Negli ambienti del “Barbiere” – ottima agenzia di notizie di prima mano – si vociferava dei mugugni del medico circa la ventilata candidatura di Ugo Ventrella apparsa sul web. Evidentemente, il medico poco incline alle nuove tecnologie si è dovuto fidare di quello che gli è stato raccontato sbottando: “ma dove devono andare lo hanno dimostrato alle provinciali quanto valgono!” La notizia per molti giorni non ha trovato riscontri, i motori di ricerca non rivelavano la succulenta novità, si pensava ad una bufala. Invece!

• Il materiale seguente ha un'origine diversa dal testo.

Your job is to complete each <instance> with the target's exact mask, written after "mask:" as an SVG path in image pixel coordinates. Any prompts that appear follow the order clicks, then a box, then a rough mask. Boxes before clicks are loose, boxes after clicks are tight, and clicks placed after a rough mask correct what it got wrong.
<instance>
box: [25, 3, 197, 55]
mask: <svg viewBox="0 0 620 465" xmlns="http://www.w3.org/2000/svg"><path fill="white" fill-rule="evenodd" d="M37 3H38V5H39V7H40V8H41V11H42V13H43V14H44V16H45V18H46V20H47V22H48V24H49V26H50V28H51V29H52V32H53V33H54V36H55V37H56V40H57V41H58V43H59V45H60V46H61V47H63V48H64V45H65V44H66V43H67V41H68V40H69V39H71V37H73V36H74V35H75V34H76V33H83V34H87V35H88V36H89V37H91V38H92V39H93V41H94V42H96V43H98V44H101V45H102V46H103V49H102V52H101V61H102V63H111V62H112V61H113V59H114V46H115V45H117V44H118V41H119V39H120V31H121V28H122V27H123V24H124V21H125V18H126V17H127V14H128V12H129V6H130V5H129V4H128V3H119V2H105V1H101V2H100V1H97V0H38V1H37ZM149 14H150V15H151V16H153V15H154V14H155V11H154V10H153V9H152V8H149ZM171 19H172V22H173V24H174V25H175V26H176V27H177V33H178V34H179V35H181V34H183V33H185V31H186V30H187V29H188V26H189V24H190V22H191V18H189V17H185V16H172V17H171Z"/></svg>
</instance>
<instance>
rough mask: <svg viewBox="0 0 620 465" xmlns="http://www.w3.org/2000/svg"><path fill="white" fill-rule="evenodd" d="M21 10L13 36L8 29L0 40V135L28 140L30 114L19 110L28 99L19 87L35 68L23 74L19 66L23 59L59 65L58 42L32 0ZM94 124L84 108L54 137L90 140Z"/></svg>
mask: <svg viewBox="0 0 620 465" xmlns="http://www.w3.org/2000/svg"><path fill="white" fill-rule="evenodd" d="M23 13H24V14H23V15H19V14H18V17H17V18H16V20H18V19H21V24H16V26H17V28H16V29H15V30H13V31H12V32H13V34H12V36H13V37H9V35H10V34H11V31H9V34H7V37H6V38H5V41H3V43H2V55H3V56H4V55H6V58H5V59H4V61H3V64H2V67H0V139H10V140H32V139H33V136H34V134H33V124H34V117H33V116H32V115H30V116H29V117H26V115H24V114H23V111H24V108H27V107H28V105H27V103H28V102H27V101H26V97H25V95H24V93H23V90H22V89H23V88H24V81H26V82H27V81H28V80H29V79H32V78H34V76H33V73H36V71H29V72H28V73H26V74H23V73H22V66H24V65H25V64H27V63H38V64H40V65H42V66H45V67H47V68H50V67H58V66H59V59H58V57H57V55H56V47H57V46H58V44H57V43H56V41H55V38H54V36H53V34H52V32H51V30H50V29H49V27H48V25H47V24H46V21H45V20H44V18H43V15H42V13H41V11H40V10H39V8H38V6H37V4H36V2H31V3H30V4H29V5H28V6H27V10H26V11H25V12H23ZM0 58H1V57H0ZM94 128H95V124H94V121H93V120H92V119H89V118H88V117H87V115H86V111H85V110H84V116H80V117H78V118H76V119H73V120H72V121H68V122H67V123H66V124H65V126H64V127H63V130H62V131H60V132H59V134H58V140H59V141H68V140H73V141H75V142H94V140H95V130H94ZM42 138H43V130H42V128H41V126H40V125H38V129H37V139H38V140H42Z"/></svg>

La candidatura alla carica di Sindaco per le elezioni del 2011 è stata lanciata su Facebook e sostenuta da gran parte della maggioranza compreso il Sindaco, mentre il suo vice e lo stratega assessore Bosco aspettano il medico (o non sanno usare facebook?). Medico, che diciamola tutta, non nasconde le proprie ambizioni, ed il teatrino delle elezioni provinciali che ha smascherato il finto disinteresse, lo testimonia. Probabilmente, i sostenitori della candidatura del rag. Ventrella hanno captato nei pensieri del medico la volontà di cambiare squadra. E’ palese il tentativo, di buttare a mare quello che è rimasto della maggioranza perché perdente, perchè non più spendibile elettoralmente e di partire con lo slogan: “mica sono mio fratello” con una nuova compagine da arruolare nel vituperato quartiere San Pietro, partita con l’operazione “Smile” da più di un anno. Il cimento è appena cominciato ci saranno diverse mano da giocare. Per il momento questa situazione, con l’assessore Ventrella in rampa di lancio, favorisce proprio il medico che giocherà coperto al riparo da critiche fino alla presentazione delle liste. Potrebbe essere un gioco delle parti? Molto di più visto che nessuno fa politica lasciando il campo libero a chi annaspa fra le onde tumultuose delle inchieste giudiziarie, fra un’opinione pubblica contraria, fra un comune al collasso finanziario, anzi spesso lanciando la ciambella di salvataggio perché confusi sul futuro, perché non pronti, perché non alternativi ai moribondi agli occhi dell'opinione pubblica.